Whenever the rainbow appears in the clouds, I will see it and remember the everlasting covenant between God and all living creatures of every kind on the earth." Genesis 9:13

Saturday, April 21, 2007

Dear "Want to be manic",

You found my site searching for this term. Trust me, you do not want to be manic. Maybe it sounds fun. Maybe it sounds like some drug-induced high (ok, maybe it is, I wouldn't know). But really, no. Mania is humiliating. You do so many things you'd never do when not manic. I've yelled at people, cursed at them, made bad decisions, fallen in love with terrible people, and on and on. And I'm fortunate because in the bad decision arena mine have all been minor.

Mania also just doesn't feel good. It can feel good for a while. I think some people get a lot more enjoyable highs than I do, but I'm speaking of myself and since my site was on of the top 10 on this and the others concurred, I think it's generally true. I live my life in a perpetual moderate-severe mixed state with very little time better than that (maybe 3% of my life is less than moderate mixed, at best). A mixed state means you are both depressed and manic simultaneously. Therefore, 97% of my life I have manic symptoms. I know them very, very well.

What mania usually is about is feeling like the world is moving way too fast. Sure, it's fun in a way to think faster than everyone, and it used to make me appear smarter than I was because I could reach conclusions faster than others. But now my thinking is much more muddled. Rapid thinking is overwhelming and intrusive. It is impossible to focus, and unfortunately most of life requires some degree of focus. The best example I can think of is to take a double dose of sleeping pills in the morning and then go to work and make the biggest presentation of your career (or take the SATs if you are a teenager) while under the influence. Although mania is much more energetic it is the same inability to focus that this would produce, plus it is combined with the absolute embarrassment that everyone can see you absolutely can't sit still. When I am like this I try to remind people that I am like this taking HUGE doses of meds to calm me down; this is somewhat impossible to comprehend, I've discovered.

I've heard it described as too much caffeine. That doesn't even come close. I remember grad school, living on caffeine and then drinking enormous mugs of frighteningly black coffee at night to keep us awake to try to learn neurology. That feeling wasn't like mania. That was the little brother of mania. That was the "oops, now I can't sleep" feeling as opposed to "I haven't slept in 3 days and I worked 12 hours on my feet and I'm still pacing around Walmart even though I don't need anything because I can't stand my apartment because it is so small I'm afraid I'll kill myself just to get more space".

Mania is experiencing every sensation far too acutely. I have very curly hair and if my bangs are a certain length they curl into my eye slightly. I have had to cut this piece of hair off at work before because it was making my life miserable and I couldn't tolerate it one more minute. It is hearing noises from 5 houses down the street. It is jumping at every little noise. It is having permission to turn your therapist's white noise machine on and off as needed.

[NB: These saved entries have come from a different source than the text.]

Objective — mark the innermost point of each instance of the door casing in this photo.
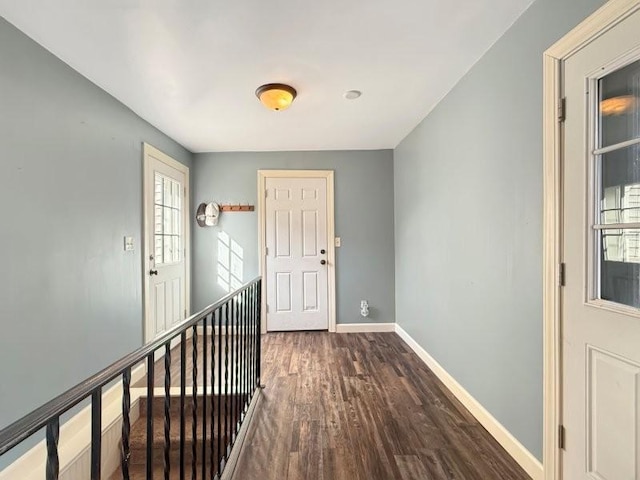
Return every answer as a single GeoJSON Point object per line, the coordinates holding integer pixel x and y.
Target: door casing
{"type": "Point", "coordinates": [608, 16]}
{"type": "Point", "coordinates": [331, 252]}
{"type": "Point", "coordinates": [149, 153]}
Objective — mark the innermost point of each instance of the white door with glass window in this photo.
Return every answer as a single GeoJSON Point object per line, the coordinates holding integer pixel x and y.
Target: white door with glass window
{"type": "Point", "coordinates": [601, 251]}
{"type": "Point", "coordinates": [166, 232]}
{"type": "Point", "coordinates": [296, 254]}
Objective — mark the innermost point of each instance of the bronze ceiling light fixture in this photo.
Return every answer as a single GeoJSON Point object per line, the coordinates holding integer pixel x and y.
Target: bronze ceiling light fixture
{"type": "Point", "coordinates": [276, 96]}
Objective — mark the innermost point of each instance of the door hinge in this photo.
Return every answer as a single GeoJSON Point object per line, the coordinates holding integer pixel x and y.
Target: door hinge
{"type": "Point", "coordinates": [562, 109]}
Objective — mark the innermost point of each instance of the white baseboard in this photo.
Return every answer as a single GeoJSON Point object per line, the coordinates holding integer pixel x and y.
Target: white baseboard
{"type": "Point", "coordinates": [75, 434]}
{"type": "Point", "coordinates": [365, 327]}
{"type": "Point", "coordinates": [520, 454]}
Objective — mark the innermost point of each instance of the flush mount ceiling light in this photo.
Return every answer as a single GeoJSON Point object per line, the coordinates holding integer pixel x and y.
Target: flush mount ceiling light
{"type": "Point", "coordinates": [276, 96]}
{"type": "Point", "coordinates": [617, 105]}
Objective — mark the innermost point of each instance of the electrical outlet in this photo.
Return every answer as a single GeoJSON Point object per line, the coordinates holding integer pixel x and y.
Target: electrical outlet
{"type": "Point", "coordinates": [128, 244]}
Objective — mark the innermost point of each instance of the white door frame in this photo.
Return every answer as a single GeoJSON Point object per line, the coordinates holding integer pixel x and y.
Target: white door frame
{"type": "Point", "coordinates": [610, 14]}
{"type": "Point", "coordinates": [149, 153]}
{"type": "Point", "coordinates": [262, 225]}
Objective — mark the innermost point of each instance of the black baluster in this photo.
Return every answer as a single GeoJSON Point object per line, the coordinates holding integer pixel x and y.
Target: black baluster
{"type": "Point", "coordinates": [250, 353]}
{"type": "Point", "coordinates": [243, 364]}
{"type": "Point", "coordinates": [246, 347]}
{"type": "Point", "coordinates": [219, 339]}
{"type": "Point", "coordinates": [126, 423]}
{"type": "Point", "coordinates": [204, 398]}
{"type": "Point", "coordinates": [167, 410]}
{"type": "Point", "coordinates": [237, 366]}
{"type": "Point", "coordinates": [253, 341]}
{"type": "Point", "coordinates": [194, 402]}
{"type": "Point", "coordinates": [96, 433]}
{"type": "Point", "coordinates": [231, 375]}
{"type": "Point", "coordinates": [258, 336]}
{"type": "Point", "coordinates": [250, 340]}
{"type": "Point", "coordinates": [213, 390]}
{"type": "Point", "coordinates": [53, 436]}
{"type": "Point", "coordinates": [150, 398]}
{"type": "Point", "coordinates": [183, 393]}
{"type": "Point", "coordinates": [226, 381]}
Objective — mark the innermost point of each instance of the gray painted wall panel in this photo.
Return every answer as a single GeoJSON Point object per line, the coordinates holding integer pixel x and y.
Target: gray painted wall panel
{"type": "Point", "coordinates": [364, 221]}
{"type": "Point", "coordinates": [70, 190]}
{"type": "Point", "coordinates": [468, 213]}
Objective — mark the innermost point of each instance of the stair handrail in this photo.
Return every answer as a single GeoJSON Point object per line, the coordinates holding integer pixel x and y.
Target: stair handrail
{"type": "Point", "coordinates": [26, 426]}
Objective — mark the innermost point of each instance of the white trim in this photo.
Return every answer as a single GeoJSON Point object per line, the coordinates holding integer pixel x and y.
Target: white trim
{"type": "Point", "coordinates": [75, 450]}
{"type": "Point", "coordinates": [520, 454]}
{"type": "Point", "coordinates": [365, 327]}
{"type": "Point", "coordinates": [609, 15]}
{"type": "Point", "coordinates": [331, 257]}
{"type": "Point", "coordinates": [150, 152]}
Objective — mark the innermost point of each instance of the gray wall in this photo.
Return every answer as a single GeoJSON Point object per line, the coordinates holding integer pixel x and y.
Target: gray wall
{"type": "Point", "coordinates": [70, 190]}
{"type": "Point", "coordinates": [468, 212]}
{"type": "Point", "coordinates": [364, 221]}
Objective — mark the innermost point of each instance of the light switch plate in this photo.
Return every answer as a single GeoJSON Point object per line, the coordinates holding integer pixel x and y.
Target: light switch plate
{"type": "Point", "coordinates": [128, 244]}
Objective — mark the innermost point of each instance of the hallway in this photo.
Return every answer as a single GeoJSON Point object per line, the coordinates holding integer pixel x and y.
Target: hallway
{"type": "Point", "coordinates": [361, 407]}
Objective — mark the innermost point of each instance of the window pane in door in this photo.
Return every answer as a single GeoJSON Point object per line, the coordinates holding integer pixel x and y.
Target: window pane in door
{"type": "Point", "coordinates": [167, 220]}
{"type": "Point", "coordinates": [620, 266]}
{"type": "Point", "coordinates": [619, 108]}
{"type": "Point", "coordinates": [620, 186]}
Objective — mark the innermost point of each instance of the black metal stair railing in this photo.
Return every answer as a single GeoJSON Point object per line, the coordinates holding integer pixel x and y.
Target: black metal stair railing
{"type": "Point", "coordinates": [225, 346]}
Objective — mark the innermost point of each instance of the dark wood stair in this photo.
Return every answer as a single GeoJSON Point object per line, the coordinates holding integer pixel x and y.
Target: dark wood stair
{"type": "Point", "coordinates": [138, 438]}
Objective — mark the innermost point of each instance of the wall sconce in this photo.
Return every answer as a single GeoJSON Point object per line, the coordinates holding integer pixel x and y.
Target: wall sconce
{"type": "Point", "coordinates": [207, 214]}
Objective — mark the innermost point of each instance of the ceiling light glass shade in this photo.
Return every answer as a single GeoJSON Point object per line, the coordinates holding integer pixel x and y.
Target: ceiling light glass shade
{"type": "Point", "coordinates": [276, 96]}
{"type": "Point", "coordinates": [617, 105]}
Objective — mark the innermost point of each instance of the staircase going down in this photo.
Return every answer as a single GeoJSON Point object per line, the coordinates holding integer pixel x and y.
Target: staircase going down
{"type": "Point", "coordinates": [138, 438]}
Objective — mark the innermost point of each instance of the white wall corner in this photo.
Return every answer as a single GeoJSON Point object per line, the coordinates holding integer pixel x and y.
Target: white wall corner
{"type": "Point", "coordinates": [520, 454]}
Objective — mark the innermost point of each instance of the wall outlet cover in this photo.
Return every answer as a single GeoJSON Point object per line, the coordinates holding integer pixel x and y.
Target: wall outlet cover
{"type": "Point", "coordinates": [128, 244]}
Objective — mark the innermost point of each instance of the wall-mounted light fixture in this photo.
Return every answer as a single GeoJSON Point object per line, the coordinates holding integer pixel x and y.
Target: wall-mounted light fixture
{"type": "Point", "coordinates": [276, 96]}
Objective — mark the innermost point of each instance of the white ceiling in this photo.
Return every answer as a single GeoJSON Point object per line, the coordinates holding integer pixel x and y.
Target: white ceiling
{"type": "Point", "coordinates": [190, 67]}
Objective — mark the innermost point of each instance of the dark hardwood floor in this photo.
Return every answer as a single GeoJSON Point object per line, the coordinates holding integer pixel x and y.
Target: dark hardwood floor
{"type": "Point", "coordinates": [361, 407]}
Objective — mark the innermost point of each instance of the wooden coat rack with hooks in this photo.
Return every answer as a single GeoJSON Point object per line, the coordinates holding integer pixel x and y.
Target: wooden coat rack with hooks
{"type": "Point", "coordinates": [237, 208]}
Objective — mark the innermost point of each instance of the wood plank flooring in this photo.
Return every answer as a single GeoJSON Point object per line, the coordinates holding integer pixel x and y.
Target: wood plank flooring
{"type": "Point", "coordinates": [361, 407]}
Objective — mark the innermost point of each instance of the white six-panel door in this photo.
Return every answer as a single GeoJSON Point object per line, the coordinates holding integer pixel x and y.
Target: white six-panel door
{"type": "Point", "coordinates": [166, 239]}
{"type": "Point", "coordinates": [601, 250]}
{"type": "Point", "coordinates": [296, 254]}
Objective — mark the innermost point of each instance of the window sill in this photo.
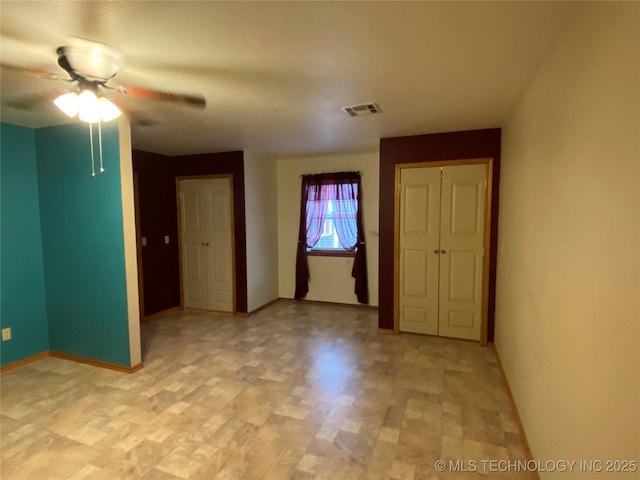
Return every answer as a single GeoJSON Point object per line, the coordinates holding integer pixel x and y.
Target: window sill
{"type": "Point", "coordinates": [330, 253]}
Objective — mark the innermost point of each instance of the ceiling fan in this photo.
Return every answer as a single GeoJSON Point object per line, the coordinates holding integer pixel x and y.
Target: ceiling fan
{"type": "Point", "coordinates": [90, 66]}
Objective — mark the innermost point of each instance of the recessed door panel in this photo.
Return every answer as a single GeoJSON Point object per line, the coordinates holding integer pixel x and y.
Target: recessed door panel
{"type": "Point", "coordinates": [414, 273]}
{"type": "Point", "coordinates": [462, 276]}
{"type": "Point", "coordinates": [464, 209]}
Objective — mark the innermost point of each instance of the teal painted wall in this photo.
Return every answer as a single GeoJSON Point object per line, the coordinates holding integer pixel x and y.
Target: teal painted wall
{"type": "Point", "coordinates": [83, 244]}
{"type": "Point", "coordinates": [22, 288]}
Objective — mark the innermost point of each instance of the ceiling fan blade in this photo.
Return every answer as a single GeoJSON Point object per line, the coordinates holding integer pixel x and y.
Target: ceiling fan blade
{"type": "Point", "coordinates": [192, 100]}
{"type": "Point", "coordinates": [32, 72]}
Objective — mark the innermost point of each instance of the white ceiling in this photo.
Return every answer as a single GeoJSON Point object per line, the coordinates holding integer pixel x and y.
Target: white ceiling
{"type": "Point", "coordinates": [276, 74]}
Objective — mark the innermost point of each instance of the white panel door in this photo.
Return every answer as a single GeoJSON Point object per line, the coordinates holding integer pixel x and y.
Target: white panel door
{"type": "Point", "coordinates": [217, 193]}
{"type": "Point", "coordinates": [419, 243]}
{"type": "Point", "coordinates": [194, 252]}
{"type": "Point", "coordinates": [206, 235]}
{"type": "Point", "coordinates": [461, 251]}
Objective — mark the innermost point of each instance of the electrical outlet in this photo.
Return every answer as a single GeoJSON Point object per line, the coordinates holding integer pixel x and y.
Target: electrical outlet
{"type": "Point", "coordinates": [6, 334]}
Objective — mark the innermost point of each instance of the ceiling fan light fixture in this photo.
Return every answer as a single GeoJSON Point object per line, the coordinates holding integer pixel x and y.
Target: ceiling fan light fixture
{"type": "Point", "coordinates": [88, 107]}
{"type": "Point", "coordinates": [68, 103]}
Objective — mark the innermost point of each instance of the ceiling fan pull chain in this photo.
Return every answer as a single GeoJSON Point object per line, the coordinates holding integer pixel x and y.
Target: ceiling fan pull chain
{"type": "Point", "coordinates": [93, 169]}
{"type": "Point", "coordinates": [100, 143]}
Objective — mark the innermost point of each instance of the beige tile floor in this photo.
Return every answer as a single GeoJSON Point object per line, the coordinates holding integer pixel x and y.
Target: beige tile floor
{"type": "Point", "coordinates": [297, 391]}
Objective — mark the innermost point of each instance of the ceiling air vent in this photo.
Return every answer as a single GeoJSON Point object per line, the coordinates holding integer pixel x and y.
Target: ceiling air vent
{"type": "Point", "coordinates": [361, 110]}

Mania is so ugly that it makes you glad to take medications that make you slow and fat and tired. It makes you thankful to take meds that can and do harm your kidneys, liver, and thyroid. You just smile at the warnings to take birth control with this med each month, thinking that this reminder is on all your pills. You don't blink at forking over $250/month for meds. For me, mania is so ugly that in a week I'll know if I can add electroshock therapy to my treatment list, something I've decided I may prefer to my remaining treatment options. You can be pretty sure something is not fun if you are willing to ask someone if they please will give you general anethesia, stick a thing on your head, zap you, cause you to have a seizure, and then repeat the process a bunch of times.

I could continue, but I just don't want to. The point is though, no, you do NOT want to be manic. EVER.

2 comments:

Anonymous said...

manic is my favorite!

Just Me said...

Then you've never been truly manic. You've maybe been hypomanic, but true mania is something you dn't want to repeat. Hallucinations are scary. Mixed episodes are horrible. (That's where most of my mania is so that's what I know best). I can't imagine being delusional is a good thing.

Trust me, full blown mania is the worst feeling on earth.